I’d like to start by apologizing for not posting articles for more than a week, nearly two in fact.  I have been busy, I have been working on a project that is exciting me and, of course, sometimes there are just time pressures.  I will share more about the research project I am doing in the coming weeks but I am excited about a concept I am calling “Organic Evangelism” which I define evangelism as something I am, not something I am doing.  More later.

Yet grace continually intrudes into my thinking in a variety of ways, some good, some jarring and sad.  But such is life, grace lessons are everywhere.  We don’t need to seek them, we need simply to open our eyes to see them.  Here is an example.

One of the blessings of working nights is that a lot of our customers are “regulars”; people who, like me, live their lives off the schedule of most of humanity.  Getting to know some of these unique people over time has been a joy.

One example is a young newly married couple who come in regularly to do their weekly shopping.  Like a lot of first-year married folks, and even a few of us old timers, they seem to still be on their honeymoon all the time.  It has been fun getting to know them over time.

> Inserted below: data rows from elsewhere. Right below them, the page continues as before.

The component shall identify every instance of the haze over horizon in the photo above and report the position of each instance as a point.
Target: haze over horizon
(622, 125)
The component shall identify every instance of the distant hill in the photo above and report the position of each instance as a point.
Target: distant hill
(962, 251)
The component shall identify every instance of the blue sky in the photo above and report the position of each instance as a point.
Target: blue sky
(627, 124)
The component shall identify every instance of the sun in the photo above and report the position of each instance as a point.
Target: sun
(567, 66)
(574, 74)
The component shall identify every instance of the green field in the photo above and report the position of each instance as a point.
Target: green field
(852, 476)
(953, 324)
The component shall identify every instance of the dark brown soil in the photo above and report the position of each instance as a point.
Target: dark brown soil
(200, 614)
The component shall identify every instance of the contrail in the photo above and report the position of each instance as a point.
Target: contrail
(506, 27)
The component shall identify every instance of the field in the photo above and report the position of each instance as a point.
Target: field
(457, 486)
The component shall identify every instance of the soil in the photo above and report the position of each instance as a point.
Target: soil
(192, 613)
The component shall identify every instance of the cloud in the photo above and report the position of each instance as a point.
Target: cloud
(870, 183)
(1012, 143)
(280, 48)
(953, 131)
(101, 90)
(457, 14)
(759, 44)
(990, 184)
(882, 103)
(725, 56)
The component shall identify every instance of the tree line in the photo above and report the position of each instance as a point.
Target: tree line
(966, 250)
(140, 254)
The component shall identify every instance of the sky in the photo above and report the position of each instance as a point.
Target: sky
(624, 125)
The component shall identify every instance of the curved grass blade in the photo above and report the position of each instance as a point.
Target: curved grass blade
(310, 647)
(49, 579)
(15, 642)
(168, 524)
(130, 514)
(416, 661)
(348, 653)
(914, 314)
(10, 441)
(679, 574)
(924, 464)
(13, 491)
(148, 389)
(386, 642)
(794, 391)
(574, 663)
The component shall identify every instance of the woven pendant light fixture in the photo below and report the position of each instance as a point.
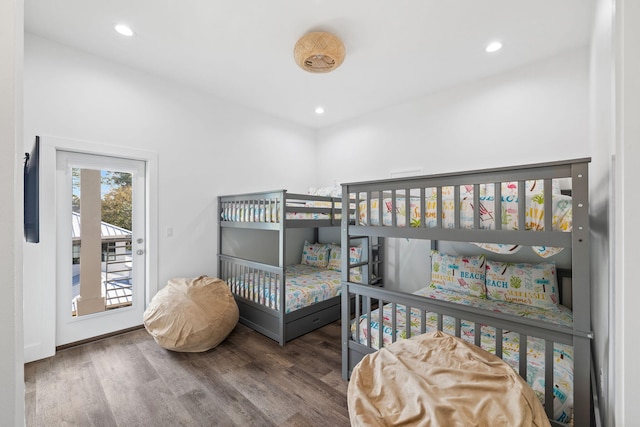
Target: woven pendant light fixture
(319, 52)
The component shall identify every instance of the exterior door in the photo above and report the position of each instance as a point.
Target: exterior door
(100, 282)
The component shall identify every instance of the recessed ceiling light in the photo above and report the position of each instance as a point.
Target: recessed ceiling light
(493, 47)
(124, 30)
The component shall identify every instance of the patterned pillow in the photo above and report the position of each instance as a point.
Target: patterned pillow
(316, 254)
(462, 274)
(530, 284)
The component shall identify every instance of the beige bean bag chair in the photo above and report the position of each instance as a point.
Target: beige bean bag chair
(438, 380)
(191, 315)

Last week, around 1 AM, the wife came in alone.  She told me her husband was out of town for work and would be back in the morning.  She was buying the ingredients for a special dessert her husband likes but that, until now, she did not know how to make.  She had called her mother-in-law earlier in the evening and obtained the recipe and she planned to make it for him and have it ready when he came home.  Pretty sweet, huh?  You could see her excitement, and love, as she planned her surprise.

Some time later, around 3 AM, she came in again.  This time she was distressed.  It turns out her planned surprise had gone awry.  It had not turned out.  She had called her mother-in-law a few minutes earlier (I am sure mom loved that) and learned what had gone wrong.  She was now going to try again.

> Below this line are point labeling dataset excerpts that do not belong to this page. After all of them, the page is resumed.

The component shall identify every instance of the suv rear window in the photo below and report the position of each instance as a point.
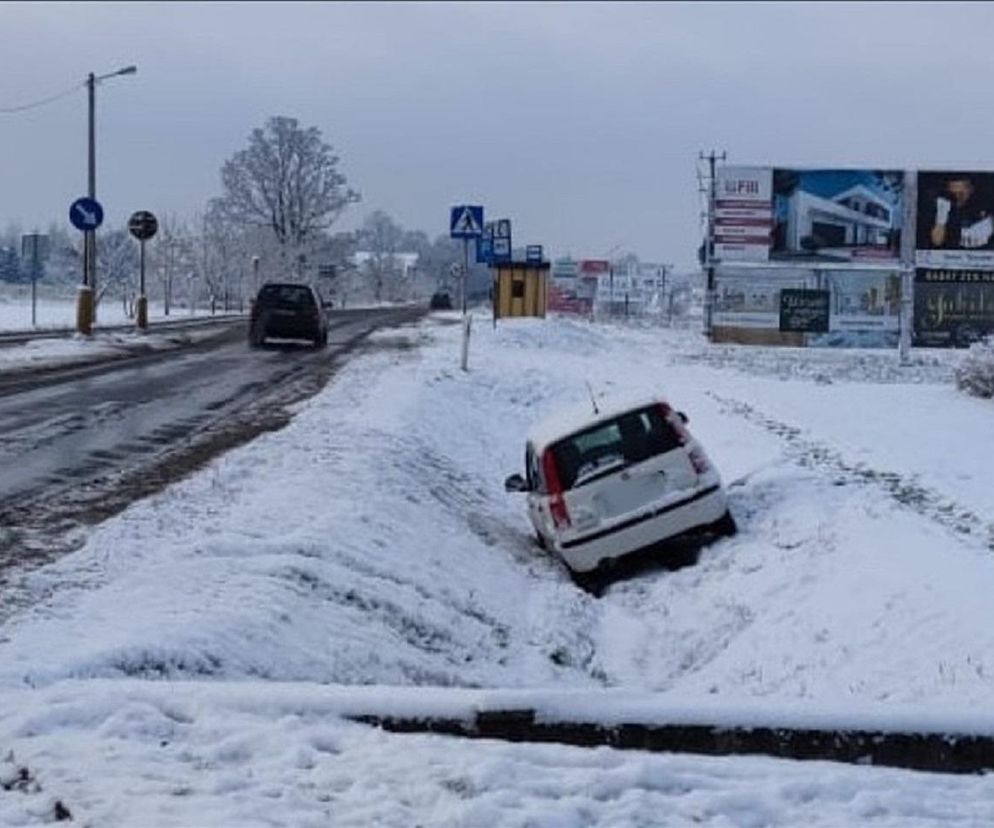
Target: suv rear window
(286, 295)
(610, 446)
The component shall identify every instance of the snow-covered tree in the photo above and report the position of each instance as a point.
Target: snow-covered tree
(117, 265)
(287, 180)
(975, 374)
(381, 238)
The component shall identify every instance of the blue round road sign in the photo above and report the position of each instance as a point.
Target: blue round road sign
(86, 214)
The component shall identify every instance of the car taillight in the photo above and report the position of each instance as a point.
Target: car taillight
(675, 422)
(557, 505)
(698, 460)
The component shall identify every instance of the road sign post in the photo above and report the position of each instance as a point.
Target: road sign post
(143, 225)
(34, 248)
(86, 215)
(465, 222)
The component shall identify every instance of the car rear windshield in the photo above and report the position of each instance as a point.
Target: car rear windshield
(613, 445)
(286, 295)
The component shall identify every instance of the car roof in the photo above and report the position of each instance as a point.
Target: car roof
(285, 284)
(581, 416)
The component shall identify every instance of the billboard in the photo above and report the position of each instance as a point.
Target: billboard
(955, 224)
(842, 216)
(804, 311)
(953, 308)
(864, 306)
(743, 214)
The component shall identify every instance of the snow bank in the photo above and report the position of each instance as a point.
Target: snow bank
(371, 543)
(127, 754)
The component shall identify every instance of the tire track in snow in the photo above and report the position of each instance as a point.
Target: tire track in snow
(905, 490)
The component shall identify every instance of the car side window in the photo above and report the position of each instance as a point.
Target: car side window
(533, 471)
(611, 446)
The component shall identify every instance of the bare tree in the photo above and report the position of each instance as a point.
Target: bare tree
(287, 180)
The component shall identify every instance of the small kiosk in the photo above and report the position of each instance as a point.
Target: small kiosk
(519, 289)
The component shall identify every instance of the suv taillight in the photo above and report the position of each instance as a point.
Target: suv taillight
(698, 460)
(557, 505)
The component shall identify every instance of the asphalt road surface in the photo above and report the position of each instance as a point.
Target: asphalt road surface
(78, 446)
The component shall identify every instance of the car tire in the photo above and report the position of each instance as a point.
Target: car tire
(725, 525)
(593, 582)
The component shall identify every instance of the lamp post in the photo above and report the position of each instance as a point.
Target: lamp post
(86, 307)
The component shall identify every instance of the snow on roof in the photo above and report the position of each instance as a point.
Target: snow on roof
(578, 417)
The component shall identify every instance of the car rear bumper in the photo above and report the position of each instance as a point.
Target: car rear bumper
(585, 552)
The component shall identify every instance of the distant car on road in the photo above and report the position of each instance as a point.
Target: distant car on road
(602, 485)
(287, 311)
(441, 300)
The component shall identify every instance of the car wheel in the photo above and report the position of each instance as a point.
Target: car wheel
(725, 525)
(590, 582)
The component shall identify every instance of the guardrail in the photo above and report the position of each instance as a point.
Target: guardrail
(937, 752)
(162, 326)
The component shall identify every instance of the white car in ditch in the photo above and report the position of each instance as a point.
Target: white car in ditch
(602, 484)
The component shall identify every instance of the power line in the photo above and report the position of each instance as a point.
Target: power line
(8, 110)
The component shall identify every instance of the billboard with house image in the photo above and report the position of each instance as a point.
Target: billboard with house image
(837, 215)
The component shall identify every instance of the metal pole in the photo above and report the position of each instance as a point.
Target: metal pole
(91, 235)
(465, 272)
(709, 297)
(34, 286)
(142, 298)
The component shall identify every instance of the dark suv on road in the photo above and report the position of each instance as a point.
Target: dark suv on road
(287, 311)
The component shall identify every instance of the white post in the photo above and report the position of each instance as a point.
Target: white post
(467, 324)
(907, 315)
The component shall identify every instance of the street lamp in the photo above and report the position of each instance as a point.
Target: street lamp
(87, 307)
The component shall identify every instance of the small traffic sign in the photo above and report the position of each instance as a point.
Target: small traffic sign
(484, 249)
(86, 214)
(143, 225)
(466, 221)
(502, 250)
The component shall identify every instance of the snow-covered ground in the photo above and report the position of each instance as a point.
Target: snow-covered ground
(371, 543)
(60, 312)
(47, 353)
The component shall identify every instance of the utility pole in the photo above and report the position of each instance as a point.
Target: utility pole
(709, 297)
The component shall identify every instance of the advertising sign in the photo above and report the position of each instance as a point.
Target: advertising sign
(953, 308)
(955, 226)
(804, 311)
(743, 214)
(863, 305)
(837, 215)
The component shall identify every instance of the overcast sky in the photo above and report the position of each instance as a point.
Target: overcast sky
(581, 122)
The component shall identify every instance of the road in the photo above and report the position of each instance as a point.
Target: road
(79, 445)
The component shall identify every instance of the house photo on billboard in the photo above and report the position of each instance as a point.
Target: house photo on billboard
(837, 215)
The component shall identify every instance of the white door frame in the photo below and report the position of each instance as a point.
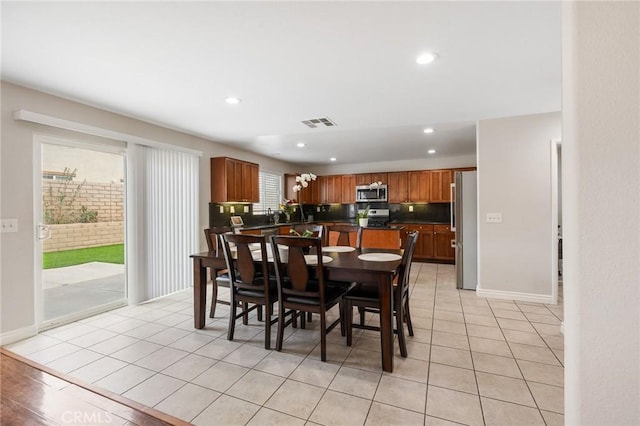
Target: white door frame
(38, 140)
(554, 148)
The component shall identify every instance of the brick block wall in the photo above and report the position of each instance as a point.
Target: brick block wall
(105, 198)
(82, 235)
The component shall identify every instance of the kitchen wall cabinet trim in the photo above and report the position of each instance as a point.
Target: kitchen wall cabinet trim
(234, 180)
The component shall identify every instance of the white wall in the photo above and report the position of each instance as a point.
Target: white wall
(601, 188)
(17, 174)
(430, 163)
(514, 178)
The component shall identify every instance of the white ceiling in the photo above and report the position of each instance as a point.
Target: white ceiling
(173, 63)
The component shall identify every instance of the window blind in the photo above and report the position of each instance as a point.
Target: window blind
(171, 213)
(270, 188)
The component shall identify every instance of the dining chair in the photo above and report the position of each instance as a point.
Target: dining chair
(219, 277)
(250, 282)
(302, 286)
(344, 234)
(316, 230)
(366, 297)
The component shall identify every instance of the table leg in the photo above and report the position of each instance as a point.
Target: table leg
(385, 284)
(199, 293)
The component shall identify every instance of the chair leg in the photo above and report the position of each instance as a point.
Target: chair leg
(323, 336)
(348, 317)
(361, 311)
(407, 315)
(400, 329)
(245, 313)
(267, 326)
(214, 298)
(341, 305)
(232, 318)
(281, 321)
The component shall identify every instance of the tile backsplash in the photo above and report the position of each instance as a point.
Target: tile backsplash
(220, 214)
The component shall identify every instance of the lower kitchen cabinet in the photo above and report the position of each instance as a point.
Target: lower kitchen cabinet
(434, 241)
(443, 242)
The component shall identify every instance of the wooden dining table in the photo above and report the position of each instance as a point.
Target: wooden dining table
(344, 266)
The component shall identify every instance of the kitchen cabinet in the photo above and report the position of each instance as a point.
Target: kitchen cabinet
(330, 189)
(420, 186)
(367, 178)
(398, 187)
(385, 238)
(442, 242)
(234, 181)
(348, 189)
(434, 241)
(441, 181)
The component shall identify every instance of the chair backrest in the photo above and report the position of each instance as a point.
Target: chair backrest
(375, 238)
(293, 274)
(243, 268)
(344, 235)
(212, 235)
(405, 264)
(316, 230)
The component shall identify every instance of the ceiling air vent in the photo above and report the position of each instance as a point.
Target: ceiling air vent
(319, 122)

What struck me was her distress.  She was truly upset, beating herself up for her “failure” to do it right.  She was grimly determined to do better but fearful she might not be able to pull it off.  (Cutting to the end of the story, she did it!) 

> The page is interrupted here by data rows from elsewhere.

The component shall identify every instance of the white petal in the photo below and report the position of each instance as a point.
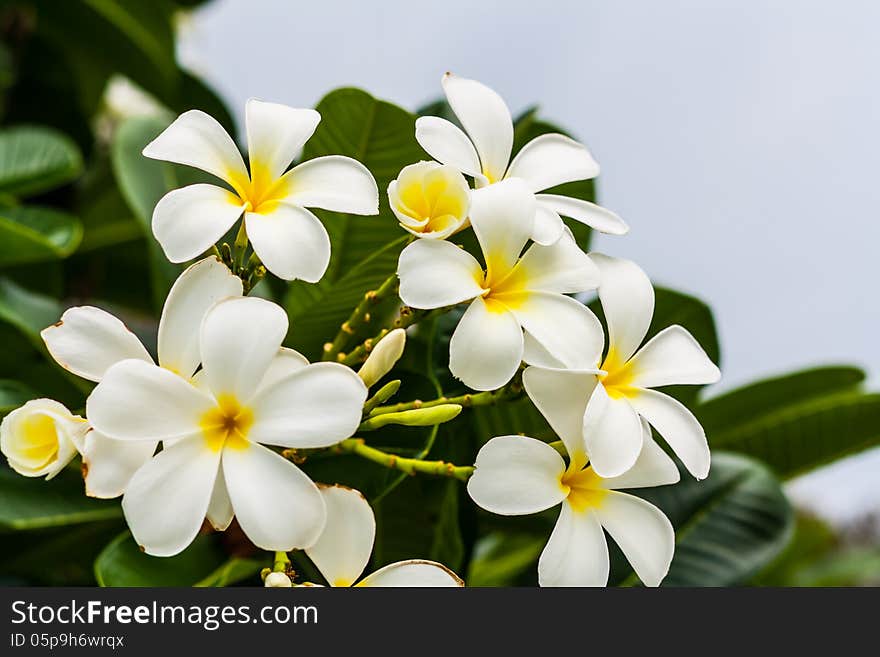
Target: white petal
(561, 267)
(679, 428)
(550, 160)
(276, 504)
(561, 396)
(140, 401)
(166, 500)
(628, 301)
(672, 357)
(548, 225)
(315, 406)
(446, 143)
(276, 133)
(613, 434)
(517, 475)
(197, 140)
(108, 464)
(343, 550)
(412, 573)
(652, 468)
(564, 327)
(220, 512)
(335, 183)
(487, 346)
(240, 337)
(88, 340)
(187, 221)
(643, 533)
(594, 216)
(286, 361)
(291, 241)
(195, 290)
(576, 554)
(503, 216)
(485, 118)
(435, 273)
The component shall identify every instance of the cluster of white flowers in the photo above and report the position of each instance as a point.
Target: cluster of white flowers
(190, 437)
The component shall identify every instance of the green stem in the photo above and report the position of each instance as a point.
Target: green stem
(407, 465)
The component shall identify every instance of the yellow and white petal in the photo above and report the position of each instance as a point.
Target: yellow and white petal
(517, 475)
(613, 434)
(286, 361)
(276, 504)
(654, 467)
(594, 216)
(679, 428)
(276, 134)
(412, 573)
(198, 140)
(315, 406)
(672, 357)
(240, 338)
(333, 182)
(434, 274)
(446, 143)
(485, 118)
(550, 160)
(140, 401)
(167, 499)
(644, 534)
(108, 464)
(220, 512)
(563, 326)
(503, 217)
(548, 225)
(561, 396)
(487, 346)
(189, 220)
(291, 241)
(343, 550)
(628, 301)
(577, 553)
(89, 340)
(561, 267)
(198, 288)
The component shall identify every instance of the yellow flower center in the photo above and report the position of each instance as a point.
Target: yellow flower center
(227, 424)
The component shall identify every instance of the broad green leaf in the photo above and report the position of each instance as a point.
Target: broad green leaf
(31, 503)
(203, 563)
(33, 234)
(34, 159)
(728, 526)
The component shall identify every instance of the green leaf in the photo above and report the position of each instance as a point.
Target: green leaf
(34, 234)
(203, 563)
(728, 526)
(34, 159)
(30, 503)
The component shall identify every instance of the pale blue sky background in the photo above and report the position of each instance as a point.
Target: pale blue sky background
(739, 139)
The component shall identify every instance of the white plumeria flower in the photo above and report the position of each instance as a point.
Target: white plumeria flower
(214, 462)
(41, 437)
(343, 550)
(607, 415)
(290, 241)
(513, 295)
(517, 475)
(430, 200)
(88, 340)
(484, 153)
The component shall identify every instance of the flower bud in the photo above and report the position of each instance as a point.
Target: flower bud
(277, 580)
(430, 199)
(383, 357)
(41, 437)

What was odd to me was the fact that I had seen this couple many times and, frankly, the fact that he was madly in love with her was written all over him.  She could have served him a mud pie and he’d have thanked her.  Yet she sought perfection and was beating herself up over her inability to obtain it.

I am sure you know where I am going with this; this is like our relationship with God.  He is madly in love with us.  We love Him and want to serve Him.  But sometimes we mess up – badly.  We are right to want to do better, right to want to try again.  But if we act as if our perfection is the key to His love for us we are like this poor newlywed, allowing ourselves to suffer self-recrimination and losing sight of the joy in the endless overpowering love that is actually coming to us from God.

Have you messed up recently?  Go buy the ingredients and bake the dessert again.  But don’t think, even for a moment, that God’s love for you is at risk.